La Cité des Arts de La Réunion et le Centre Culturel Franco-Mozambicain de Maputo lancent un appel à projets pour des résidences de recherche en danse à l’intention des artistes de La Réunion pour une résidence au CCFM et du Mozambique pour une résidence à la Cité des Arts.
Table Of Content
Cet appel à projet s’inscrit dans le cadre de la Résidence Canal du Mozambique autour des problématiques de changement climatique, dans une logique territorialisée, de voisinage et de sensibilisation aux enjeux environnementaux. La volonté affirmée est de valoriser et d’encourager la collaboration entre les pays et la circulation des artistes dans la Zone Océan Indien.
Prolongation de la date limite de réception des candidatures : 6 mai 2024
Danse et Changement Climatique : Une Résidence qui Fait Bouger les Lignes… ou Pas ?
La Cité des Arts de La Réunion et le CCFM de Maputo lancent un appel à projets pour des résidences de recherche en danse, mais la question reste : danser sur les ruines de notre planète suffira-t-il à changer les choses ?
INTRODUCTION : Dans un monde où le changement climatique est devenu le sujet à la mode, la Cité des Arts de La Réunion et le Centre Culturel Franco-Mozambicain de Maputo ont décidé de faire appel à des artistes pour une résidence de recherche en danse. Une initiative louable, mais qui soulève la question : est-ce que la danse peut vraiment sauver la planète ? Ironiquement, alors que les artistes se préparent à faire vibrer le sol, les gouvernements continuent de danser sur les promesses non tenues.
Ce qui se passe réellement
La Cité des Arts de La Réunion et le CCFM lancent un appel à projets pour des résidences de recherche en danse, ciblant les artistes de La Réunion pour une résidence au CCFM et vice versa. Cet appel s’inscrit dans le cadre de la Résidence Canal du Mozambique, axée sur les problématiques de changement climatique, avec une volonté de valoriser la collaboration entre les pays et la circulation des artistes dans la Zone Océan Indien. La date limite de réception des candidatures a été prolongée au 6 mai 2024.
Pourquoi cela dérange
Il est fascinant de constater que, pendant que les artistes s’efforcent de sensibiliser aux enjeux environnementaux par la danse, les véritables décideurs semblent plus préoccupés par les profits à court terme que par la survie de notre planète.
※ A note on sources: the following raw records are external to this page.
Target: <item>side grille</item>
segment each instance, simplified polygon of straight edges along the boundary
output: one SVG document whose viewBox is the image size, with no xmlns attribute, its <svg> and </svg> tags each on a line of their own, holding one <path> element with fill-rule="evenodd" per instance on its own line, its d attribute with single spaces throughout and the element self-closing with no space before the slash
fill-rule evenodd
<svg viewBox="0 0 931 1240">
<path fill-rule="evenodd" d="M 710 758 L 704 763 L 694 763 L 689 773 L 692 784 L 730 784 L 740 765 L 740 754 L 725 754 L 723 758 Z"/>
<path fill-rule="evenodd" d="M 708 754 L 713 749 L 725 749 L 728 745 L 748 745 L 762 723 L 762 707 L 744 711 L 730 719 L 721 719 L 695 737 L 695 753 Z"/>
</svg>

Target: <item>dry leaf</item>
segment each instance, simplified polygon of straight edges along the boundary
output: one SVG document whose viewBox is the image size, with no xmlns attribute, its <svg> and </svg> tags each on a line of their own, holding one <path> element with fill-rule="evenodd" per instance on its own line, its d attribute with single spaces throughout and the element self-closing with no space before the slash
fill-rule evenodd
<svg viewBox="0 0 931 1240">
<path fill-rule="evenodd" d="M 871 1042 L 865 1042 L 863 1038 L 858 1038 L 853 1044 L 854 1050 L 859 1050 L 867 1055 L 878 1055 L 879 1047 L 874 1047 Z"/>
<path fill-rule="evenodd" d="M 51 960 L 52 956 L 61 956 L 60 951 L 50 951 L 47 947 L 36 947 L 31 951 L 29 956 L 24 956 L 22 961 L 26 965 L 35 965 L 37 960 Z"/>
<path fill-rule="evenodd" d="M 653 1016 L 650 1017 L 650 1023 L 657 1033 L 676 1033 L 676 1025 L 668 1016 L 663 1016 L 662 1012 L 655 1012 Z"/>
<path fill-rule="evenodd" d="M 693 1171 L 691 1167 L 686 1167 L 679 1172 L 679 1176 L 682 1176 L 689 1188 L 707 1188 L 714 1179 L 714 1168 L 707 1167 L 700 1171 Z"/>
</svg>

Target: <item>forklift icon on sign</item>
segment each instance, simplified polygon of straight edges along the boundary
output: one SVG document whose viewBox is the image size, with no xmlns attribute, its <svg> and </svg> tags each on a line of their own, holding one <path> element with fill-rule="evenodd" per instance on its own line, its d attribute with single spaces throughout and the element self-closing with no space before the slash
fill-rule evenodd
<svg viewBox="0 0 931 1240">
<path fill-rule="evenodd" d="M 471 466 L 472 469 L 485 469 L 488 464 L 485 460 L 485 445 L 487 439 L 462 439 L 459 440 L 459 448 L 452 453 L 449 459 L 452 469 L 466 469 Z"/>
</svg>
La danse est-elle donc le nouveau masque pour cacher l’inaction politique ?
Ce que cela implique concrètement
Les résidences de recherche en danse pourraient potentiellement offrir une plateforme pour discuter des enjeux climatiques, mais il est légitime de se demander si ces discussions auront un impact réel sur les politiques environnementales. Les artistes peuvent danser, mais qui les écoutera vraiment ?
Lecture satirique
Il est ironique de voir des gouvernements prôner des initiatives écologiques tout en continuant à soutenir des industries polluantes. Pendant que les artistes se déhanchent sur scène, les véritables acteurs du changement semblent rester figés dans une danse macabre de l’inaction. Promesses et réalité : un duo qui ne cesse de nous faire tourner en rond.
Effet miroir international
À l’échelle mondiale, des pays comme les États-Unis et la Russie continuent de faire la sourde oreille face aux crises environnementales, préférant s’accrocher à des idéologies qui leur permettent de maintenir le statu quo. La danse, bien que belle, ne peut pas masquer les vérités dérangeantes de l’inaction politique.
À quoi s’attendre
Si cette résidence parvient à susciter un véritable dialogue autour du changement climatique, il sera intéressant de voir si cela se traduira par des actions concrètes. Mais ne nous faisons pas d’illusions : les promesses de changement sont souvent aussi éphémères qu’un pas de danse.